South by Southeast
Page 27
“Cops,” I told her. “It’s not him.”
Chela looked only slightly relieved, settling back in her seat. “Oh.” She raised her knees to her chest in the oversized seat, wrapping her arms around herself.
I was careful about my speed and every turn signal, hoping I wouldn’t get pulled over and hauled to lockup. Every detail leaped to bright vividness: the shimmering stoplights, the glowing neon at the strip malls, random words on painted signs. My mind was preparing for the worst. At the stoplight, I handed Chela my lawyer’s business card.
“Anything comes up with those cops, call Melanie,” I told Chela. “Stay with her.”

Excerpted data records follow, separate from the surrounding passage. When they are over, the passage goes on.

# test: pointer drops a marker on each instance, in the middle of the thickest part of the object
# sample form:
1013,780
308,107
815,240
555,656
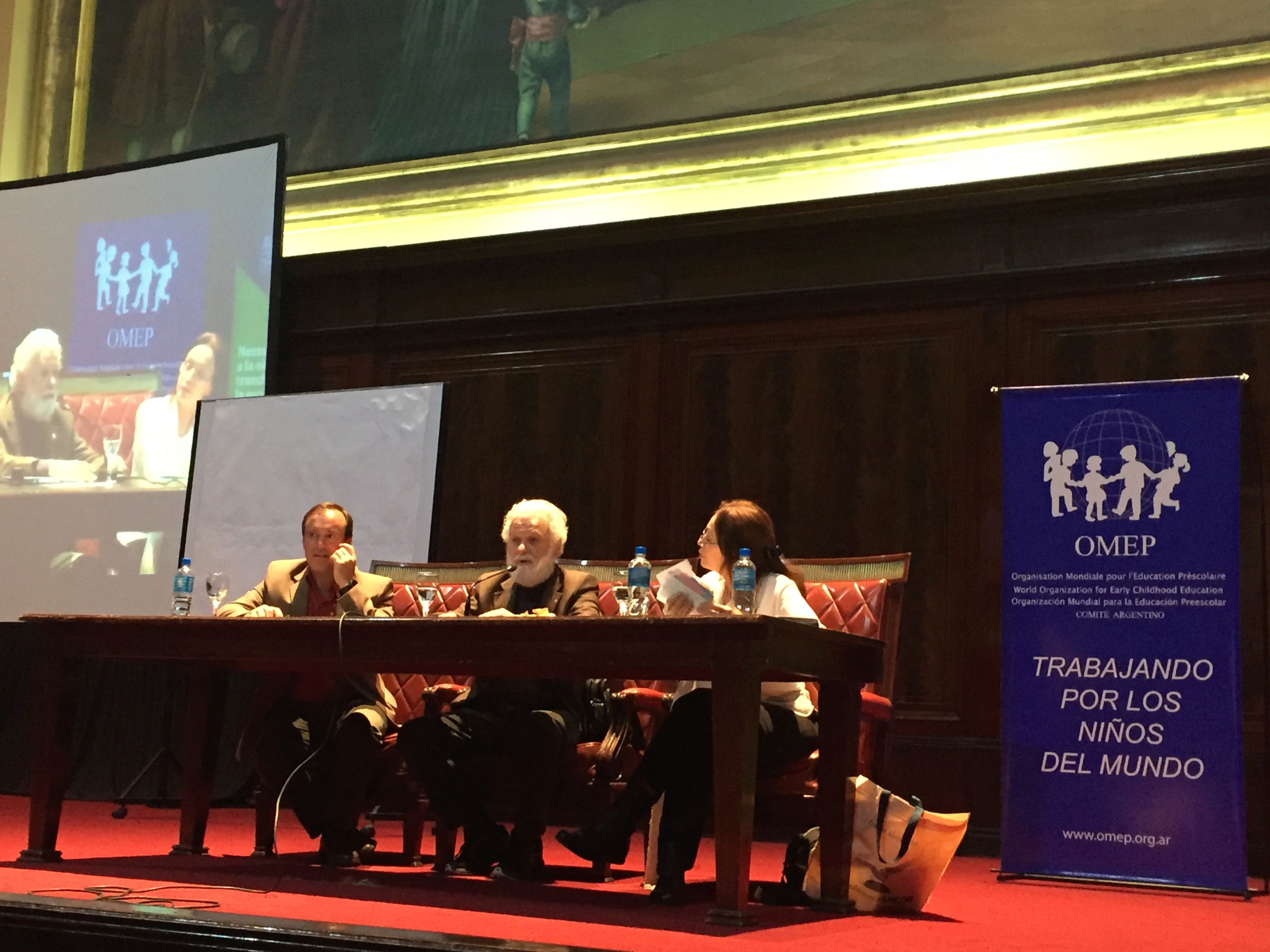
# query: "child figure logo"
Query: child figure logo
122,278
1149,464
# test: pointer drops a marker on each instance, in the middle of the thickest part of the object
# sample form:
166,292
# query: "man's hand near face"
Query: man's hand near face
343,564
265,612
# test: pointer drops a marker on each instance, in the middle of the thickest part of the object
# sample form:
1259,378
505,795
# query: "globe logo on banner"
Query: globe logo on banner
1114,465
139,292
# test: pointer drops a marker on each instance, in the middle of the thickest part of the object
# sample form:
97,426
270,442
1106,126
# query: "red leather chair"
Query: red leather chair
859,596
93,412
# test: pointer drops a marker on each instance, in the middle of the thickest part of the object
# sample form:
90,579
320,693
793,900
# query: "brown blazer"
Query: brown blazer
572,593
286,588
16,458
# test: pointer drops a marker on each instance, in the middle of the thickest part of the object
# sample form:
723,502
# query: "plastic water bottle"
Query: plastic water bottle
183,590
744,578
639,579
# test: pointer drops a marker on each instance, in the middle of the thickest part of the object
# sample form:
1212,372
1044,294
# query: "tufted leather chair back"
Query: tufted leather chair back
97,410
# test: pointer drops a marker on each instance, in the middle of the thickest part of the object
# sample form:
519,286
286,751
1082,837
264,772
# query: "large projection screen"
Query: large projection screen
128,296
261,464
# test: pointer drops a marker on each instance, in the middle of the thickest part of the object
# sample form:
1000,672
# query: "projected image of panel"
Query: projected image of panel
126,298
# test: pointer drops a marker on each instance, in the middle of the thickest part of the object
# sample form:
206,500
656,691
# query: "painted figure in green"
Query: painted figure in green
540,54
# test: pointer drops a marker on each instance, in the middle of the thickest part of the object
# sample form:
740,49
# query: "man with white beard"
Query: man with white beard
37,434
533,720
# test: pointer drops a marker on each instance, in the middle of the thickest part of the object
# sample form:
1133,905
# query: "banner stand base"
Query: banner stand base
1133,884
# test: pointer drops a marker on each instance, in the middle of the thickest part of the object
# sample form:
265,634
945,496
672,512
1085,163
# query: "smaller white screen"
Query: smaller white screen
262,462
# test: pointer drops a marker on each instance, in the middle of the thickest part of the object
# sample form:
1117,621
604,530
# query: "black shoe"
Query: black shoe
596,843
671,865
671,890
481,852
523,861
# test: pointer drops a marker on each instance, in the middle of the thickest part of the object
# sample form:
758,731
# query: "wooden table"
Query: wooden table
736,654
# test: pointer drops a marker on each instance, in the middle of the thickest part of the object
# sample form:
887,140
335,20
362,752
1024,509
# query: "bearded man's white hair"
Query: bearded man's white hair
558,523
33,346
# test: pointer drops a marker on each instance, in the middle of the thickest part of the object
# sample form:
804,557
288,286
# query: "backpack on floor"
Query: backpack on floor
898,851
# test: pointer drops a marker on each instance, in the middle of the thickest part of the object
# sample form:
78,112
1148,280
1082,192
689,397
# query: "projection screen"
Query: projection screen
128,296
261,464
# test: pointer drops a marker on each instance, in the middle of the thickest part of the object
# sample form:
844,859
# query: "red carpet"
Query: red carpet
970,910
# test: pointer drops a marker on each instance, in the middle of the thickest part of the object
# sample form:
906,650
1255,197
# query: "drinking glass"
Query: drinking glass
426,591
218,587
623,593
112,436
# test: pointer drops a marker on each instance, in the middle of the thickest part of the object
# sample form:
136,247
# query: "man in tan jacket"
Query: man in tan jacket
345,718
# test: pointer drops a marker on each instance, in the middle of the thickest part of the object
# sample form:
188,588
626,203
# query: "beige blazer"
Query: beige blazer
286,588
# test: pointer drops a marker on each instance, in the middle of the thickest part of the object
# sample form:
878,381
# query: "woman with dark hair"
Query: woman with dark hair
679,761
164,431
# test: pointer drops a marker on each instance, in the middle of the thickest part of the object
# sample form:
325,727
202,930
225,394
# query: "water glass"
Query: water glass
426,591
623,595
218,587
112,436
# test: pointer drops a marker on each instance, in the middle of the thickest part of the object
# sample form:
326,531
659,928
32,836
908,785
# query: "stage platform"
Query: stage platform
288,903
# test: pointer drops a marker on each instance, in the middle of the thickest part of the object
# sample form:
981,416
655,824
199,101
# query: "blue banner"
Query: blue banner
1122,728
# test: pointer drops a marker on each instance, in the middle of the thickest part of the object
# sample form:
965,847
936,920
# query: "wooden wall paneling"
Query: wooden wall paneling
542,421
302,372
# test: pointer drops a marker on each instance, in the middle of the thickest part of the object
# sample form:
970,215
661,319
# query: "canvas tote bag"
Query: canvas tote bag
898,851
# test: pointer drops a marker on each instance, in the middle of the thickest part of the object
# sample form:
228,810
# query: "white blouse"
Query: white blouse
778,597
158,452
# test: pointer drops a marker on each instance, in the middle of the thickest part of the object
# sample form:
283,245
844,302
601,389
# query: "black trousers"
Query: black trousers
680,763
445,753
330,793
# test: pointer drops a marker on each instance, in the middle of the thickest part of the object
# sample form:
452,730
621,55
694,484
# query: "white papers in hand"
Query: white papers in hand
681,581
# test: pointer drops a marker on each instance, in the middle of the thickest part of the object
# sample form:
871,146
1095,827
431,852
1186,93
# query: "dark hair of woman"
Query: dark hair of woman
744,525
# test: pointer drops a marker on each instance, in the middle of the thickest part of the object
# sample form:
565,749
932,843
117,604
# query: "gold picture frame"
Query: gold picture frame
1184,105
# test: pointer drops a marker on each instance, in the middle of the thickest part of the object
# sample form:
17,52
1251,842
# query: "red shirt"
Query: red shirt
317,686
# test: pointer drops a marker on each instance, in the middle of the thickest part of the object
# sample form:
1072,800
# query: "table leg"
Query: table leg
205,710
835,800
736,761
58,679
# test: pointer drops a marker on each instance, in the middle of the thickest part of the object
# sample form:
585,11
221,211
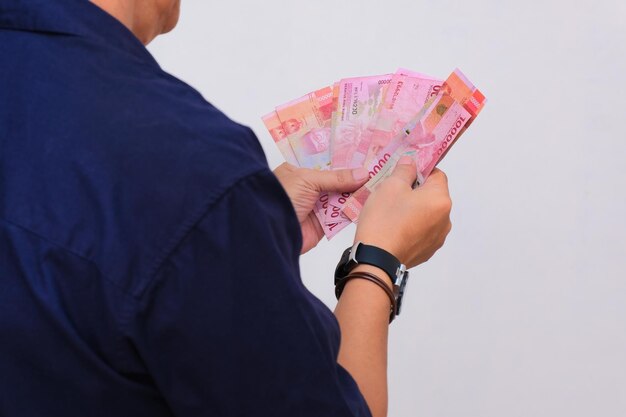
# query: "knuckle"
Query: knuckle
341,176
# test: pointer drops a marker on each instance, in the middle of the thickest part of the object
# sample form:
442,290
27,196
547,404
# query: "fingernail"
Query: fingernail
359,174
405,160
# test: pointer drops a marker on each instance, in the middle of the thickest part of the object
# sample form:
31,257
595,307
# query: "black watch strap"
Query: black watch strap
361,253
372,255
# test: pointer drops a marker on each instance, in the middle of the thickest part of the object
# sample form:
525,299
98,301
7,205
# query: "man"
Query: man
149,257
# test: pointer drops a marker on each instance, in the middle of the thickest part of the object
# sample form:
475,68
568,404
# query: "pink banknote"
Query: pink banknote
306,122
275,127
427,138
406,95
359,100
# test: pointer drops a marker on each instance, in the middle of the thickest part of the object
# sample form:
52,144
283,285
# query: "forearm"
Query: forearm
363,315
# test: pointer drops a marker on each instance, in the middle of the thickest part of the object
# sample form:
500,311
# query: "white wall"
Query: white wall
523,312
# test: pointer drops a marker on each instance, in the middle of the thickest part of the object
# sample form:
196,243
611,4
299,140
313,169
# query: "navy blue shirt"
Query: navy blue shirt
148,256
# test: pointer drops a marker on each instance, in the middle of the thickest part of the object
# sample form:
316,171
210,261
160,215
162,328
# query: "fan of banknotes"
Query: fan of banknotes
372,122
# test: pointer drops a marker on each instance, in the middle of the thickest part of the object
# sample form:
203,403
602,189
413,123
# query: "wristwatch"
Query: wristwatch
361,253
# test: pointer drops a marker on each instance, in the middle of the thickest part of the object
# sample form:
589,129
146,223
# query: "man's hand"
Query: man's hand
303,186
411,224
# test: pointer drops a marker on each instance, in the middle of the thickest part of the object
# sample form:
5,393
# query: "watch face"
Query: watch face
402,289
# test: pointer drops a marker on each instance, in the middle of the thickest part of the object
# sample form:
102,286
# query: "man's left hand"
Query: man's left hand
303,186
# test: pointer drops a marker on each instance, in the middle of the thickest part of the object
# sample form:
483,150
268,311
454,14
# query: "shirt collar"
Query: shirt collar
71,17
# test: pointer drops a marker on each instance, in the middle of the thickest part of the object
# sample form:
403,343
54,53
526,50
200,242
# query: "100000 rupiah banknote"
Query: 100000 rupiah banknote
306,122
358,103
427,138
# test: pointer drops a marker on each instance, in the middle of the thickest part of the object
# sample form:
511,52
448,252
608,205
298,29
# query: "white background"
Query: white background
523,311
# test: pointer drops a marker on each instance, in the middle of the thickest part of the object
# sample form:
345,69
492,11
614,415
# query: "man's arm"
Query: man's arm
412,225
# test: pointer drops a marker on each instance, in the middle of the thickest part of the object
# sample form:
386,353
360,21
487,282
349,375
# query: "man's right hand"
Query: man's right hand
412,224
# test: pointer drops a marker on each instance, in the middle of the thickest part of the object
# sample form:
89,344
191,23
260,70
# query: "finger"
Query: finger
341,180
405,170
437,178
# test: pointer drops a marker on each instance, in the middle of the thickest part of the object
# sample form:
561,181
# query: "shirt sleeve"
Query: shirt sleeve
228,328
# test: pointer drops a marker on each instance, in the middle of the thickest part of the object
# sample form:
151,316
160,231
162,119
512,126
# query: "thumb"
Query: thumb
340,180
405,170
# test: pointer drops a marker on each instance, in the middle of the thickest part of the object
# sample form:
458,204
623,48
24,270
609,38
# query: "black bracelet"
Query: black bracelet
374,279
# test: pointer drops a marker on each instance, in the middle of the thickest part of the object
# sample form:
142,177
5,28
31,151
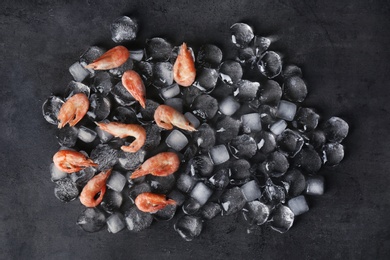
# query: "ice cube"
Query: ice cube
123,29
270,64
298,205
282,219
251,191
232,201
242,34
219,154
294,89
201,193
137,220
336,129
115,223
189,227
91,220
78,72
50,109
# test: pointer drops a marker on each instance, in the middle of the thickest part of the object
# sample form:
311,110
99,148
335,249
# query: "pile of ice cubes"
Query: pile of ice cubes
258,150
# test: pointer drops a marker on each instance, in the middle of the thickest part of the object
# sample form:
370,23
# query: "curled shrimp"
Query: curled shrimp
92,188
152,202
113,58
73,110
132,81
124,130
71,161
184,68
167,117
162,164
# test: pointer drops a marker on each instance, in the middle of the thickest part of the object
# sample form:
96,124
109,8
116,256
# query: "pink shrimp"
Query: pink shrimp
71,161
152,202
162,164
92,188
113,58
124,130
184,72
167,117
73,110
132,81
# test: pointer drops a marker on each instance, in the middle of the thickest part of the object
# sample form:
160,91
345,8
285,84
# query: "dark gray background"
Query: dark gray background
343,48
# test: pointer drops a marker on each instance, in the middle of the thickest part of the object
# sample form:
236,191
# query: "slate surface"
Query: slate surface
343,49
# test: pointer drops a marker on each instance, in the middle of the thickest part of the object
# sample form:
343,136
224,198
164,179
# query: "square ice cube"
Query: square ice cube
176,140
219,154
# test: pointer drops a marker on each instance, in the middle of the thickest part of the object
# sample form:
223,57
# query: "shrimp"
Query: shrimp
124,130
152,202
184,68
73,110
92,188
113,58
166,116
132,81
162,164
71,161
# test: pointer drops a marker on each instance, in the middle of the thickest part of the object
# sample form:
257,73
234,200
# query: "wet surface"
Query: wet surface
342,48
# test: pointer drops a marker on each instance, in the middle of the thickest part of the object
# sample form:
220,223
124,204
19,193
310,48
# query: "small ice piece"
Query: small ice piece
131,161
206,79
294,89
137,220
78,72
205,106
123,29
247,90
115,223
219,154
116,181
50,109
163,74
282,219
66,190
243,146
91,220
286,110
242,34
176,103
229,106
278,127
193,119
336,129
270,93
209,55
315,185
231,71
251,123
158,49
333,153
112,201
256,212
170,91
232,201
67,136
251,191
189,227
270,65
201,193
56,174
298,205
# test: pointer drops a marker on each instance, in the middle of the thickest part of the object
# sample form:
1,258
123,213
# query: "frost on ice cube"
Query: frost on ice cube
298,205
123,29
201,193
286,110
219,154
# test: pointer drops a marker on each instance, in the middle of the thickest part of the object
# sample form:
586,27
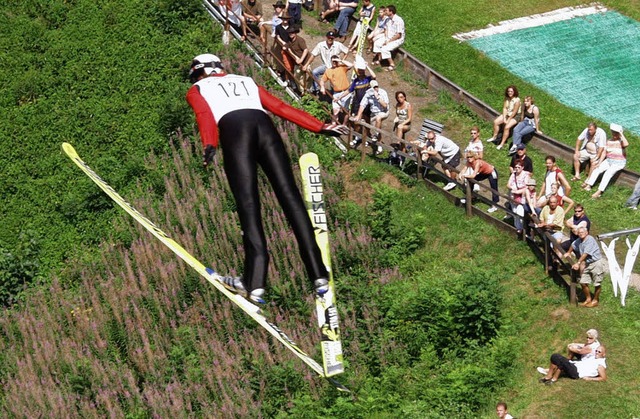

“Thanks, but I’ll call Bernard.” Chela was ready to start taking care of herself.
After fifteen minutes of virtual silence while I drove, we pulled up in front of April’s house. The driveway was empty, but April’s street was busy even at night, with cars speeding past quiet homes while residents walked their dogs by lamplight. Still, April wasn’t used to being vigilant, watching strangers’ every move. April had grown up in Tallahassee, and she’d once told me that she occasionally forgot to lock her front door, and she rarely carried a key.
April wouldn’t have been ready for Escobar. He could have worn a costume and grabbed her before anyone noticed.
Our police escort pulled up, parking a discreet distance away.
“Coming with me?” I asked Chela as the car idled. “Or hanging with the babysitters?”
“Yeah, right,” Chela said, opening her door.
Nia flipped on her porch light and opened her front door before we had a chance to knock. She’d seen us through her window. Nia and April often left their front shutters half-open even after dark, a peep show to anyone who wanted to see them eating dinner or watching TV. I remembered my exposure with April as we’d made love in the kitchen, and I cursed myself again. How could I have been so stupid?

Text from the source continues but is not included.